While both declines marked the biggest in history, the nation managed to retain a trade surplus of US$1.86 billion, the ministry’s report showed.
Lin attributed the drab exports to withering world demand for Taiwanese electronic and optical products. Sales of semiconductors and electronic products dropped 43.4 percent to US$2.49 billion last month, while liquid-crystal-display panels and mineral products fell 69.2 percent and 61.6 percent, respectively, the report said.
“The ministry is shocked at the magnitude of declines,” Lin said.
Shipments to China including Hong Kong, Taiwan’s largest trade partner, plunged 54 percent, or US$5.2 billion, to US$4.42 billion, the report said. Exports to the US slumped 23.5 percent to US$2.18 billion while shipments to Europe and Japan tumbled 29.5 percent and 21.9 percent respectively, the report said.
Shipments to ASEAN countries plummeted 46 percent to US$1.94 billion, the report said. Kevin Hsiao (蕭正義), director of UBS Wealth Management Research in Taiwan, said the nation’s economy was in worse shape than expected.

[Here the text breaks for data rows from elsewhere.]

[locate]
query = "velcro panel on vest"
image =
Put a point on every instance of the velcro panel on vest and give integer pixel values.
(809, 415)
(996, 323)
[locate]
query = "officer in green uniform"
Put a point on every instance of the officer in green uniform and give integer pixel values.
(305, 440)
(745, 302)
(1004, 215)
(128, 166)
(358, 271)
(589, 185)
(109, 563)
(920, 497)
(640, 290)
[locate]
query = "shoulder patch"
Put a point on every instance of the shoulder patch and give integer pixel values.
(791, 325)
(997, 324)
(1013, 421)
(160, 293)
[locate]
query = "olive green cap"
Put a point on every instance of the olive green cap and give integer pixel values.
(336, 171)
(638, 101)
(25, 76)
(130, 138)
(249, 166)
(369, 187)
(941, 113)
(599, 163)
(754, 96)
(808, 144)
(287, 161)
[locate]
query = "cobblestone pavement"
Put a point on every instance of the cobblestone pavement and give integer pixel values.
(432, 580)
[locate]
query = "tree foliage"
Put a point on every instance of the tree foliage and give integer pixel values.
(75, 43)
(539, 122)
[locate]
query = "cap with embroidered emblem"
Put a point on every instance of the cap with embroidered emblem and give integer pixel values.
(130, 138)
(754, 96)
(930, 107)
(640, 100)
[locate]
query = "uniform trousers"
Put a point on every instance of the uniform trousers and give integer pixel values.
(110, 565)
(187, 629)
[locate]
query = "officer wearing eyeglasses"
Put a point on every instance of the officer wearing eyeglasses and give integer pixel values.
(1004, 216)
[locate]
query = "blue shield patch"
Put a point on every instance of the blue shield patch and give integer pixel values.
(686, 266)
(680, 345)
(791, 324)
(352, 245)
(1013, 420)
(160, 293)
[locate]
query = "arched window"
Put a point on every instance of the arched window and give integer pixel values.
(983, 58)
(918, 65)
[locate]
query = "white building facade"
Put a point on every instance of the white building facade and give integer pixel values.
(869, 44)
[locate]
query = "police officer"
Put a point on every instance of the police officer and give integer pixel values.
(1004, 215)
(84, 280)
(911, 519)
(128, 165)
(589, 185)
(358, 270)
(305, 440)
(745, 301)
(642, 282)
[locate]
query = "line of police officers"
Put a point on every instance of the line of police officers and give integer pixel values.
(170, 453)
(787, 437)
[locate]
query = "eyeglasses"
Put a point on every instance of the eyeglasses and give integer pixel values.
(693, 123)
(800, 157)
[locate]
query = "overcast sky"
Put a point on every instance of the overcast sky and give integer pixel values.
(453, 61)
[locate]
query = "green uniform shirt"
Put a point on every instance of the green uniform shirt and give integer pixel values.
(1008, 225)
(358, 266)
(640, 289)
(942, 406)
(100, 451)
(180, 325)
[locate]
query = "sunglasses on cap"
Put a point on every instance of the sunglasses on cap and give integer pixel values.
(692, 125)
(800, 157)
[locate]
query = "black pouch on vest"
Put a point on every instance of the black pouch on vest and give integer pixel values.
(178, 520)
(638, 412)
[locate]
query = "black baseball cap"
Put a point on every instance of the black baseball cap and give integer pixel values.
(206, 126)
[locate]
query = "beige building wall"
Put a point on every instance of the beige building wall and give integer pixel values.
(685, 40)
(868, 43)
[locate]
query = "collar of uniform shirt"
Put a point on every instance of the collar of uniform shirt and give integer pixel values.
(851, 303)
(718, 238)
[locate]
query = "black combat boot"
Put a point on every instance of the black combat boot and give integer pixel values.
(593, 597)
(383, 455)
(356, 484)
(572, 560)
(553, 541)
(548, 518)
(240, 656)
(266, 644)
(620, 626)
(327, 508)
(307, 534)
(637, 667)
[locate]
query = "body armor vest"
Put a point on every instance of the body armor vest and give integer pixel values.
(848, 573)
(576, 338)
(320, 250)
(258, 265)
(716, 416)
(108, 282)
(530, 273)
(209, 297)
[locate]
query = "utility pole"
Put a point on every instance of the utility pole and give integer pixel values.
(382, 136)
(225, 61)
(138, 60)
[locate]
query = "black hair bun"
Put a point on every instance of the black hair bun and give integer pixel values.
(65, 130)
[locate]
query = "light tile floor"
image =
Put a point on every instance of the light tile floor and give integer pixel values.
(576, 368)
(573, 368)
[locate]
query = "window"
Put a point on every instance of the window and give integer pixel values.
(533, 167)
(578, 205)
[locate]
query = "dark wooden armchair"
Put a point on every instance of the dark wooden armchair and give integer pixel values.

“The figures about China and ASEAN countries pose particular worries as they carry increasing weight in Taiwan’s foreign trade,” Hsiao said by telephone.
He warned of tough times ahead as the first quarter is considered an off season, when exports may post bigger drops.
Altogether, exports gained 3.6 percent last year, the lowest since 2002, while imports advanced 8.2 percent, leaving a surplus of US$14.83 billion, down 45.9 percent from the previous year, the report showed.
The central bank, seeking to reverse the trend, announced another rate cut in an unscheduled news conference 30 minutes later.
Central bank Governor Perng Fai-nan (彭淮南) said the bank’s board had lowered the discount rate, the rate on accommodations with collateral and the rate on accommodations without collateral to 1.5 percent, 1.875 percent and 3.75 percent respectively, starting today.
Perng attributed the rate cut to flagging exports that contracted for four straight months with the decline increasingly widening.
“Hopefully, the rate cut will help boost exports and consumer spending,” he said.
To that end, the central bank has lowered rates by 2.125 percentage points since September. Even so, Perng said the nation would not have zero-interest rates as capital requires funds to operate.
Tony Phoo (符銘財), an economist at Standard Chartered Bank, said the central bank would continue to ease monetary policy and lower the discount rate to 1 percent in the first half of this year.
The central bank yesterday again called on lenders to ease credit for cash-strapped companies and threatened to deny disobedient banks that tighten credit of the right to purchase certificate of deposits from the central bank as a way to relieve their excess liquidity.